If you don't remember the Federal Agriculture Reform and Risk Management Act (FARRM), better known as the Farm Bill, here's a quick refresher:
Put simply, the farm bill is an anathema to free enterprise, limited government, and individual responsibility. The House version (H.R. 6083) authorizes $957 billion in spending over 10 years, 80% of which will go towards food stamps. Despite erroneous claims in the media regarding severe cuts to food stamps, this bill actually consummates the Obama-era baseline into our entitlement empire forever.
Nothing too shocking. I believe at this point we're all used to seeing billions and trillions tossed around and given out like we're printing the stuff. With all that money going around, it's sometimes hard to remember that these bills are made up of thousands of pork projects and new bureaucracies with price tags that fall well below the cumulative numbers but still represent a shocking aversion to fiscal restraint.
It's easy to guffaw at $14 million in waste when we are running a $1.7 trillion deficit, but let's not forget our collective (and appropriate) outrage at NPR funding which by many accounts, receives less than $4 million per year directly from the government.
But $14 million is precisely what will continue to be wasted after the House Agriculture Committee approved the Farm Bill while rejecting an amendment by Rep. Vicky Hartzler (R-MO) which would have streamlined catfish inspections (yes, catfish inspections) and save taxpayers millions.
Unbelievably enough, the farm bill believes that the FDA, which already inspects catfish, needs helps from the US Department of Agriculture (USDA) because, I can only assume, catfish have been sneaking into our country illegally.
Either way, it seems that the Agriculture Committee found it too important to America to allow us tone limited to only one gigantic bureaucratic monstrosity regulating catfish. Dammit, we gotta keep on top of these things! The fate of our catfish supply is at stake!
Rep. Vicky Hartzler, R-Mo., proposed an amendment to leave catfish inspection with the FDA saying that USDA inspection was duplicative and threatened a trade war. Hartzler noted that the $15 million price tag far surpassed the $700,000 that FDA spends annually on inspection of all fish.
Yes, fifteen times the cost the FDA is currently spending to do the same thing. This is what Republicans and Democrats agreed was too important to slash from their pork riddled Farm Bill. Meanwhile, even the Senate recognized how silly the duplicative spending would be and voted to repeal the USDA Catfish Inspection Office (I can't believe I had to type those words) giving the House the chance to finalize the savings. But the House just couldn't pull it off.

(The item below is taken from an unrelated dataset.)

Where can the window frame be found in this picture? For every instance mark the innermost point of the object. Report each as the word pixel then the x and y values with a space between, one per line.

All this for a low risk food, one which the Government Accountability Office (GAO) flatly acknowledged would likely "not enhance the safety of catfish but would duplicate FDA and NMFS inspections at a cost to taxpayers."
$14 million is enough money to pay off my house and let me live comfortably for the rest of my life. $14 million is enough to feed thousands and thousands of families that need help. It's enough to fix roads, fund schools, or refund money to taxpayers.
Yet for all the talk about changing how Washington works and getting our fiscal house in order, the amendment was defeated 25-20 and the monstrous Farm Bill was overwhelmingly passed. Both parties joined in on the spending spree.
I think we need to start fishing for legislators in another pond.